2017 was the year in which the Porsche 919 Hybrid finally became a motorsport icon and endurance legend. It was its last season in the LMP1 prototype class of the FIA World Endurance Championship (WEC). Despite the successes of the previous year, the 919 Hybrid started the last nine world championship races of its motorsport career with innovations in the areas of aerodynamics, the chassis and the drive train. The line-up of drivers was also new: the Porsche bearing the number 1 was driven by the reigning world champion driver Neel Jani with André Lotterer and Nick Tandy. The sister car was driven by Timo Bernhard and Bendon Hartley along with Earl Bamber, who replaced the retired Mark Webber.
The enhanced 919 Hybrid made its first high-profile public appearance at the Autodromo Nazionale di Monza race circuit in Italy on 31 March 2017. The first real big test came two weeks later in Silverstone. The result was very impressive: Earl Bamber, Timo Bernhard and Brendon Hartley crossed the finish line in second place. The trio of Jani, Lotterer and Tandy secured third place. At the Spa-Francorchamps race circuit, Hartley recorded the fastest lap of the race and managed to finish in third place with his teammates Bamber and Bernhard despite having a slow puncture. The sister car secured a fourth-placed finish.
Then the big day came: On 18 June 2017 the whole world of motorsport once again looked with excitement to Le Mans to see the 85th staging of the world’s biggest and toughest motor race. And the winner was the 919 Hybrid. Bamber, Bernhard and Hartley secured the 19th overall victory at Le Mans for Porsche. But it was a hard-fought victory because in the middle of the race an unscheduled pit stop initially left the Porsche bearing the number two a long way behind. The repair lasted an interminable 65 minutes. Once back in the race, in 54th position, the car had to make up a deficit of 19 laps.

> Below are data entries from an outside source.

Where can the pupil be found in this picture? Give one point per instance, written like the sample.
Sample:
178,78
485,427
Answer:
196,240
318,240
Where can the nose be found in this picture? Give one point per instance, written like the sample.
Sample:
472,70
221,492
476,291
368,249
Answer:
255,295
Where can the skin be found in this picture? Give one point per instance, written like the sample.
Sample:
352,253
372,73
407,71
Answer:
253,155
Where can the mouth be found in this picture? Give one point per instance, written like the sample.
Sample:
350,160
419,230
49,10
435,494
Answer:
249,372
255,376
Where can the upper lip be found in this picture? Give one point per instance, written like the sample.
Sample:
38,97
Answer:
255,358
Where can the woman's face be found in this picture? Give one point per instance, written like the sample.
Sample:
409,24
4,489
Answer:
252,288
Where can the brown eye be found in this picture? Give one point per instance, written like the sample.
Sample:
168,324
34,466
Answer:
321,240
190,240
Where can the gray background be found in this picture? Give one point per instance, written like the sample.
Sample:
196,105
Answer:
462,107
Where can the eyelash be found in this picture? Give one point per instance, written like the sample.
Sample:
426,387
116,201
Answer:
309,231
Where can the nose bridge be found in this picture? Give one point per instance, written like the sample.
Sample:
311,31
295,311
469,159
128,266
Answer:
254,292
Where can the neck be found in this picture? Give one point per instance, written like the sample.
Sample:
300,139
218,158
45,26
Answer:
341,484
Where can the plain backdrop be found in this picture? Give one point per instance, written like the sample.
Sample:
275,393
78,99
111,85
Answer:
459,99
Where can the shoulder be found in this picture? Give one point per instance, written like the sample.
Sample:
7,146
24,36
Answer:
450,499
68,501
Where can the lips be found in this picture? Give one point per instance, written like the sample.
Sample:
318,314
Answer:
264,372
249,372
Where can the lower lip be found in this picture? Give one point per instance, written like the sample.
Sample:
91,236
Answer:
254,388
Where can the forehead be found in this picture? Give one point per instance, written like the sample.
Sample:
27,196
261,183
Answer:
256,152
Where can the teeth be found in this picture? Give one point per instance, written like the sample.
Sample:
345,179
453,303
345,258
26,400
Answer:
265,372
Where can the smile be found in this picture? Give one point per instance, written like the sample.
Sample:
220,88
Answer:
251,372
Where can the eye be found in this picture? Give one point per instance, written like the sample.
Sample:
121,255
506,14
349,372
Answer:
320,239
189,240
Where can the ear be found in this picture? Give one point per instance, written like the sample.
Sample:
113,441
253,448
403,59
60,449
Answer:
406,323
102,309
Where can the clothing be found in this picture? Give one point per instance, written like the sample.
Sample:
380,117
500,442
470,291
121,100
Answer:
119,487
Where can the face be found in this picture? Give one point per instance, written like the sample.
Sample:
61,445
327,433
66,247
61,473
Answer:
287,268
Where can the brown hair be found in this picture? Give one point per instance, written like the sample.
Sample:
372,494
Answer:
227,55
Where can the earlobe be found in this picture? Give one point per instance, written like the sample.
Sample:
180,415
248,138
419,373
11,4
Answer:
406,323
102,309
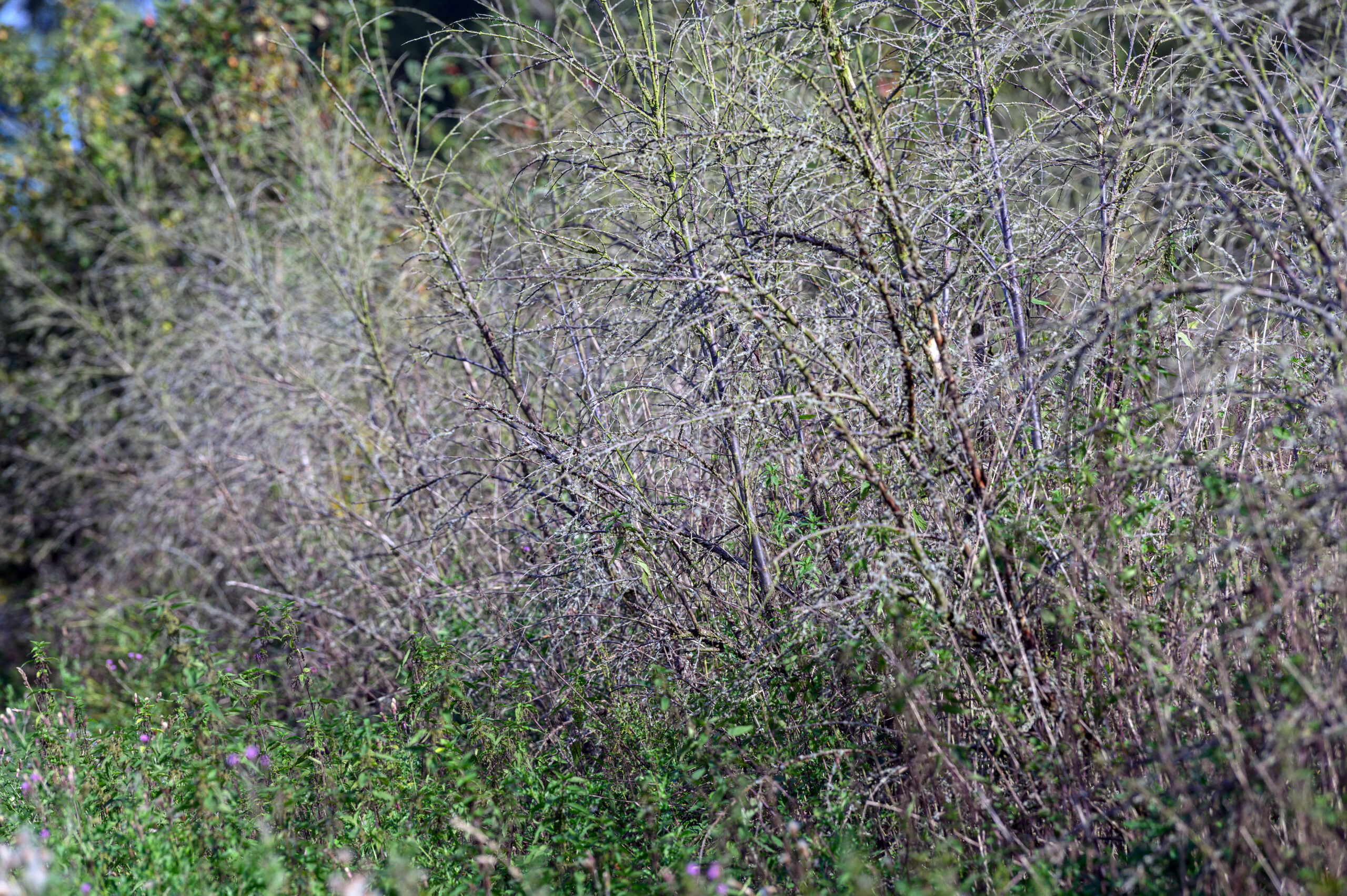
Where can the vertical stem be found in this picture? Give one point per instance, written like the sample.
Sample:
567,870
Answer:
1011,284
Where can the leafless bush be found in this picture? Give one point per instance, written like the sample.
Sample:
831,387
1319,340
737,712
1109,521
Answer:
992,355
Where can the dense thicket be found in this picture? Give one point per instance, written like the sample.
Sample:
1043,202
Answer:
869,446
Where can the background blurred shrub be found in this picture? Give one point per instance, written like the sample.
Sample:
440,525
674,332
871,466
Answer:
850,446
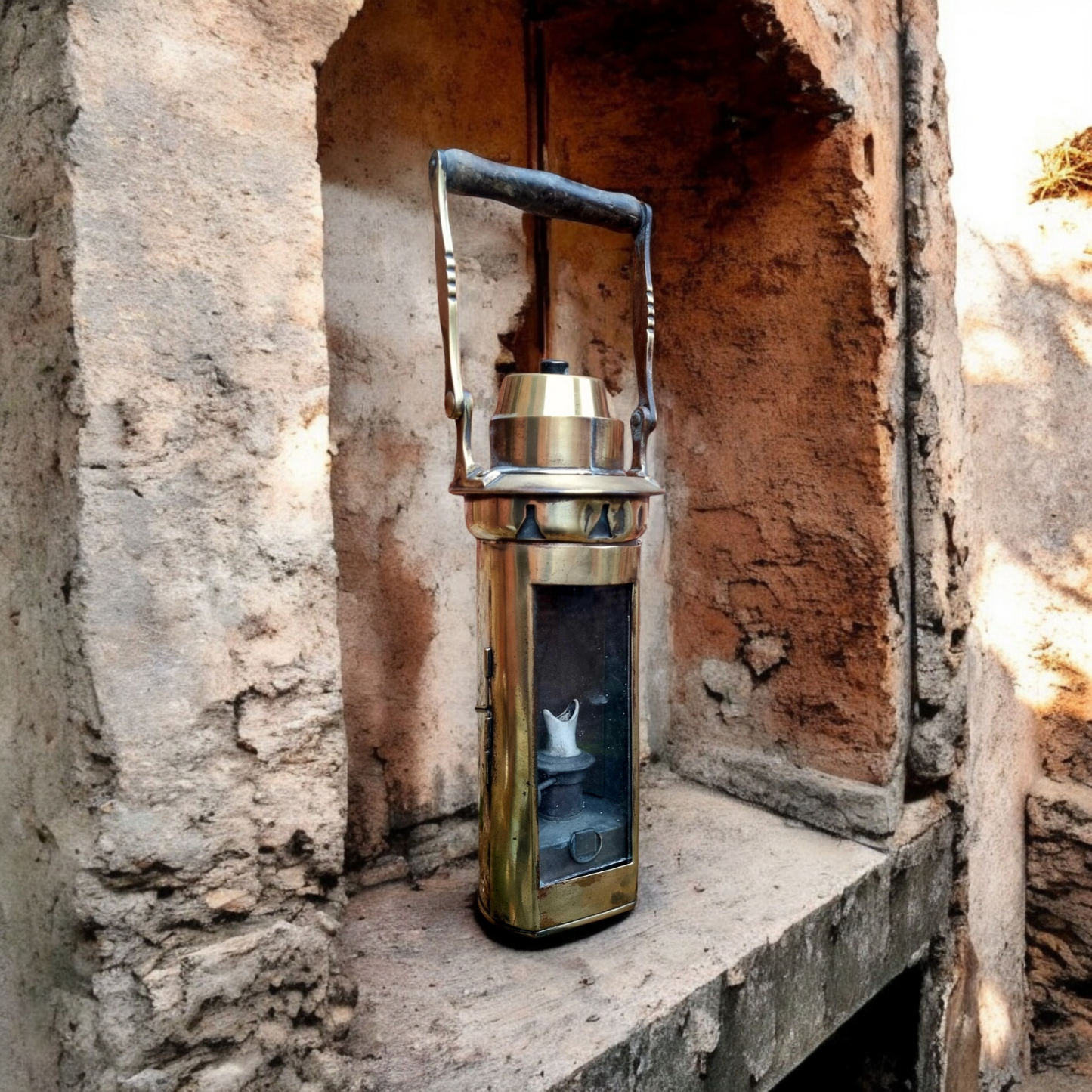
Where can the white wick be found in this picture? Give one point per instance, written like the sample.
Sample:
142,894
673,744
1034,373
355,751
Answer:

It managed to achieve the seemingly impossible though. Timo Bernhard took the lead in the 347th lap at 1.57pm on the Sunday afternoon and went to the top of the overall standings. 20 laps later, he crossed the finish line as the winner. For a long time, all the signs pointed to victory for the sister car. It drove confidently in first place for more than ten hours (166 laps). Then damage to the engine abruptly shattered the dream for Jani, Lotterer and Tandy. The lead at this stage was an incredible 13 laps!

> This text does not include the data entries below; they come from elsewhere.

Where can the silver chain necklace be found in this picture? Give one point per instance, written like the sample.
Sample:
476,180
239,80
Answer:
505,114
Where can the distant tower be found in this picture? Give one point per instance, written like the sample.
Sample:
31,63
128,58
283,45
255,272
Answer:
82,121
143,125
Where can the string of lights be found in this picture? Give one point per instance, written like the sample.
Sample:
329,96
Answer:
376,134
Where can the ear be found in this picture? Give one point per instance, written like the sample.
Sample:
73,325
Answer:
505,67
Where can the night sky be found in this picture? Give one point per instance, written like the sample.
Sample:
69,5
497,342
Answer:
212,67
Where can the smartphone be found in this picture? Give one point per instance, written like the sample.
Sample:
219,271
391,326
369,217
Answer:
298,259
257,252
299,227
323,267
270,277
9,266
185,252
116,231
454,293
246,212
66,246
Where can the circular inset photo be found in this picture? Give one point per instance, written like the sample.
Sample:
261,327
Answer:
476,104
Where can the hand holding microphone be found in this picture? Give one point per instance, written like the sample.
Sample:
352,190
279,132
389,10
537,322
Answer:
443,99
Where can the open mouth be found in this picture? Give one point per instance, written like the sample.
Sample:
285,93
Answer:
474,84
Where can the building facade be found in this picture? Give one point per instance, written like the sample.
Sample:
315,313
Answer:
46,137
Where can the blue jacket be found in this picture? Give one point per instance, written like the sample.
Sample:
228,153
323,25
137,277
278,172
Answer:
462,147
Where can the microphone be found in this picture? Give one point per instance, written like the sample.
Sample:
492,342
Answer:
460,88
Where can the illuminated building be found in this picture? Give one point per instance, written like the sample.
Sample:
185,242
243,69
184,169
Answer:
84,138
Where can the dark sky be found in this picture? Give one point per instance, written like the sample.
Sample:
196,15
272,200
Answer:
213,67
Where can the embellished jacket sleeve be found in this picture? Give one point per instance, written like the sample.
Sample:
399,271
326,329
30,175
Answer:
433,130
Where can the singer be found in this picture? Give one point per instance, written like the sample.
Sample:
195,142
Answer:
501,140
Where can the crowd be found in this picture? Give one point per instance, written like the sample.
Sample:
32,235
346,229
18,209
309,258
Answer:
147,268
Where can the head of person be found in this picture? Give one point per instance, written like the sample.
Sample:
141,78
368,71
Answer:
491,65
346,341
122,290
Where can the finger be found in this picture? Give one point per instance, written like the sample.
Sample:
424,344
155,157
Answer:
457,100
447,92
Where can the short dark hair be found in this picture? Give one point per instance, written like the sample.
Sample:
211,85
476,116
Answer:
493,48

In the fourth race of the season, at the Nürburgring, both Porsche cars then managed to finish the race: Bamber, Bernhard and Hartley won ahead of Jani, Lotterer and Tandy. After 2015 and 2016, this was the third victory in a row at the Nürburgring! And Porsche also secured first and second places in Mexico City and in Austin. In Fuji, Porsche ended up in third and fourth places. In the penultimate race of the season in Shanghai, both Porsches again claimed a podium finish, coming in second and third places. This secured the drivers’ world championship for Bamber, Bernhard and Hartley. After 2015 it was the second drivers’ world championship title in the WEC for Timo Bernhard and Brendon Hartley. Twelve race victories together made this pair the most successful WEC endurance drivers of all time. In addition, Porsche’s total of 303 points after Shanghai secured its third manufacturers’ world championship in a row. Both Porsches again finished on the podium in the season finale in Bahrain. Bamber, Bernhard and Hartley came second; Jani, Lotterer and Tandy came third.

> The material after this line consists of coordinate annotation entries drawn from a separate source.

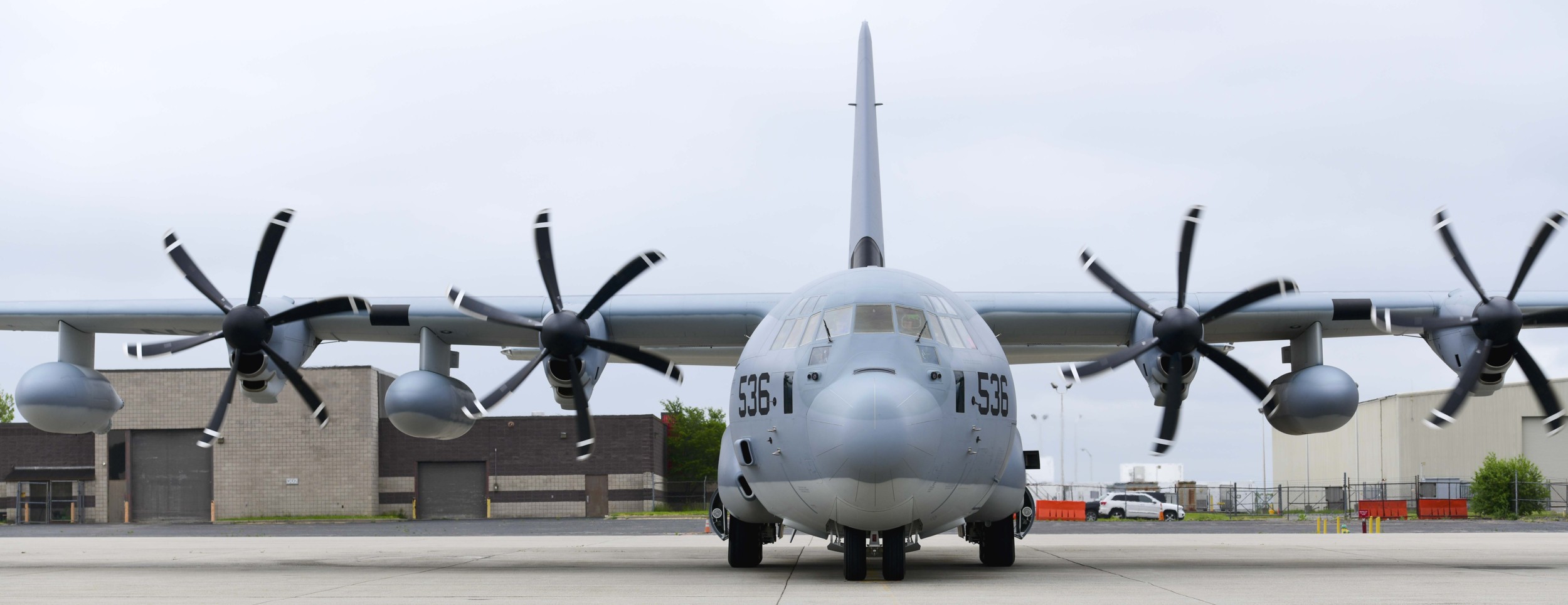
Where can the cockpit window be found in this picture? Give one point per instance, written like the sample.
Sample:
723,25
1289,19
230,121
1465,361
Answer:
911,322
957,333
874,319
933,329
835,322
780,342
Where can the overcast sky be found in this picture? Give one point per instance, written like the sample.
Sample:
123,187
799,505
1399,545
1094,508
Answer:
418,140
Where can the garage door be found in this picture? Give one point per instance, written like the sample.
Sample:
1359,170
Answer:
452,490
1550,454
170,477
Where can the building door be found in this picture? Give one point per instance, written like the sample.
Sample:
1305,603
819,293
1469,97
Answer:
170,477
598,491
452,490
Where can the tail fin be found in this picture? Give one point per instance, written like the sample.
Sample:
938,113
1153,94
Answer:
866,240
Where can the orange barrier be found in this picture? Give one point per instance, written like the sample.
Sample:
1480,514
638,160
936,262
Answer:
1385,508
1441,508
1059,510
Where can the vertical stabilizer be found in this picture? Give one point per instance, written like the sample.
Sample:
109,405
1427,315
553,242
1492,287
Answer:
866,242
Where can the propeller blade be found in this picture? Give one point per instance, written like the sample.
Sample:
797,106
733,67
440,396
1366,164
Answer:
162,348
1551,226
1189,231
1441,226
1168,420
618,281
325,306
176,250
1115,286
1233,367
638,356
1468,377
1252,295
488,313
264,256
311,399
584,419
217,413
541,245
1112,360
1544,389
1557,317
504,389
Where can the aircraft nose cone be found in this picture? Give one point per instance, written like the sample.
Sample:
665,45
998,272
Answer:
874,427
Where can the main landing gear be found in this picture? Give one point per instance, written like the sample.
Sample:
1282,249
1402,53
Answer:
891,546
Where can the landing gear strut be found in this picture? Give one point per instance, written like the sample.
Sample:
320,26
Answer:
745,543
893,554
855,555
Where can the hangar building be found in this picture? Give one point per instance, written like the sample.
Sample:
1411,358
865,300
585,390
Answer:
273,461
1388,439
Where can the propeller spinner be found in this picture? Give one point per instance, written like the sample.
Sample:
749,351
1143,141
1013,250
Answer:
246,328
1496,322
1178,333
563,335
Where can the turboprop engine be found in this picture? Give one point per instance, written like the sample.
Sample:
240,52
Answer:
430,405
1318,399
61,397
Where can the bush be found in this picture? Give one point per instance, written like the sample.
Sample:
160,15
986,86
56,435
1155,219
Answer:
1491,488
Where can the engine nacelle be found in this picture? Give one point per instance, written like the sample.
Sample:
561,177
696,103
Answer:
61,397
1313,400
428,405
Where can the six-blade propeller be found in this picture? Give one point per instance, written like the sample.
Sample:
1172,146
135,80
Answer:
246,328
563,335
1496,322
1178,333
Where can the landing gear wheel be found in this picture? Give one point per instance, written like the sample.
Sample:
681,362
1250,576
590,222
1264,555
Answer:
996,544
893,554
854,554
745,544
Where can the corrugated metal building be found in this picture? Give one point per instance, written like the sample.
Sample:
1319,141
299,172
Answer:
1388,439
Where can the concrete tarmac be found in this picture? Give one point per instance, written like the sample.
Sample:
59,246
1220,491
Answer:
1275,568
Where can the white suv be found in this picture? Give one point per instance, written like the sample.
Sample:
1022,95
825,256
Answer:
1139,505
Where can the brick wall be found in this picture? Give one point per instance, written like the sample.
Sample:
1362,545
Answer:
265,444
535,471
23,446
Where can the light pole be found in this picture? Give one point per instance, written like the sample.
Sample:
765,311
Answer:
1090,464
1062,436
1040,427
1074,444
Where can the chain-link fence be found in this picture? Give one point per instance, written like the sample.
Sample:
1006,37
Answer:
1291,497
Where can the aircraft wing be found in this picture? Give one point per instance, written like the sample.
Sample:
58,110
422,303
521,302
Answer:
669,323
1056,326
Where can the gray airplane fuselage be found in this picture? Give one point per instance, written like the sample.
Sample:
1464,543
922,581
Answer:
885,404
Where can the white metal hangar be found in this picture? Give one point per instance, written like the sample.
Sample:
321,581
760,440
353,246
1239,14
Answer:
1390,441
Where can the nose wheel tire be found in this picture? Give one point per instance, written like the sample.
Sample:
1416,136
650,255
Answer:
745,544
854,554
996,544
893,554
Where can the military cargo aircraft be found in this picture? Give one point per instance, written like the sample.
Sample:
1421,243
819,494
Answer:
871,407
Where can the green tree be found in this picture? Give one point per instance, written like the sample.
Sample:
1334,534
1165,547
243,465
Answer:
7,407
692,446
1491,488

The record of achievement at the end of the 919 era was 34 races entered, 20 pole positions, 17 victories, 13 fastest laps, three manufacturers’ and three drivers’ world championship titles as well as three Le Mans victories in a row. One delightful aside was that the cup for the 24 Hours of Le Mans – which is really a challenge cup which changes hands – remained permanently in Porsche’s hands thanks to the hat-trick of victories. An elegant reminder of one of the most successful chapters in Porsche’s motorsport history.